Saturday, June 17, 2006

Age-restricted only for Wall?

From the NY Times:

Where Town Homes May Soon Be Rare

AS public opinion has generally turned against sprawl in New Jersey, big-lot residential zoning has mostly fallen out of favor in towns around the state.

Admittedly, there are still exclusive enclaves where one- or two-acre lots are the rule, and semirural areas where a four-acre lot, or even a six-acre lot, is the required minimum for a single house. But the New Urbanism style of building multiple units in clusters on smaller parcels in more densely populated areas is the trend most planners and developers are focusing on these days.
Here in the small town of Wall, there is a project that aims to install a New Urbanist design right in the midst of a six-acre-lot neighborhood.

Since most of the land available for development in Wall consists of eight small lots on the periphery, or land that lies within the central part of the community that is zoned for six acres per residential unit, Cedar Hollow's town houses may be a vanishing breed hereabouts.

"We think this is going to be the last one, except for the age-restricted projects that are under way here," said Paul R. DeBellis Jr. of Franklin Development Group, the West Paterson company building Cedar Hollow.

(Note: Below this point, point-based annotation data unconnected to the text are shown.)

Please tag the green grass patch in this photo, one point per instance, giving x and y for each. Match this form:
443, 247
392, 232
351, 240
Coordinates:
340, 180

Mr. DeBellis, who is a principal of Franklin Development along with his father, Paul R. DeBellis Sr., said his company had vied to build more such projects on other sites, but found itself stymied by the six-acre-per-unit rule governing the available land in the central part of Wall Township. "We want to preserve the character of that part of town," said the township's planner, John Hoffmann.
There are more than a dozen age-restricted and assisted-living developments under construction in Wall; some have only a few units, others are larger, and two have more than 100 units, he said. These projects were approved over the last decade in a concerted effort to meet the township's state-mandated affordable housing requirements.


Blogger Metroplexual said...

I am reminded of the savings paradox. When everyone saves interest rates go down du to the glut of money. In the case of age restricted housing there will be a glut that will drive prices down all around.

6/17/2006 08:36:00 AM  
Blogger lisoosh said...

Yup, and towns where the car insurance rates are driven sky high by all the old people driving on the wrong side of the road.

6/17/2006 09:14:00 AM  
Blogger chicagofinance said...


Are you familiar with the Equine Paradox?

There are more horses asses in the world than there are horses.

6/17/2006 11:12:00 AM  
Blogger Metroplexual said...


Good one.

6/17/2006 11:26:00 AM  
Anonymous Anonymous said...

I live in Massachusetts. Elderly housing has a lot of supporters here, because it (1) allows towns to meet their requirements to construct "affordable housing" under Chapter 40B (anti-snob-zoning, similar to Mount Laurel II) and (2) allows them to collect taxes on the improved property while not having to face families of child-bearing age putting more kids into the local schools.

6/17/2006 03:40:00 PM  
Blogger lisoosh said...

Was that swipe aimed at me?

All joking aside, large tracts of age restricted housing is bound to have all sorts of social ramifications down the line as will any form of social engineering (and this is an age related form of social engineering). This is very short term thinking and produces towns with an inbalanced population.
Just imaging 20 years down the line. Those young families currently exluded would be an older couple in their prime earning (and tax paying) years, perhaps with a 20 something at home working and saving. Those "active adults" would now be in their 70s and 80s, unable to downsize due to the glut of housing and unable to live comfortably in their current accomodations. Older people are more likely to vote. Savings on schools now may turn into vastly increased spending on seniors in the future.
It is always best to have an evenly balanced community.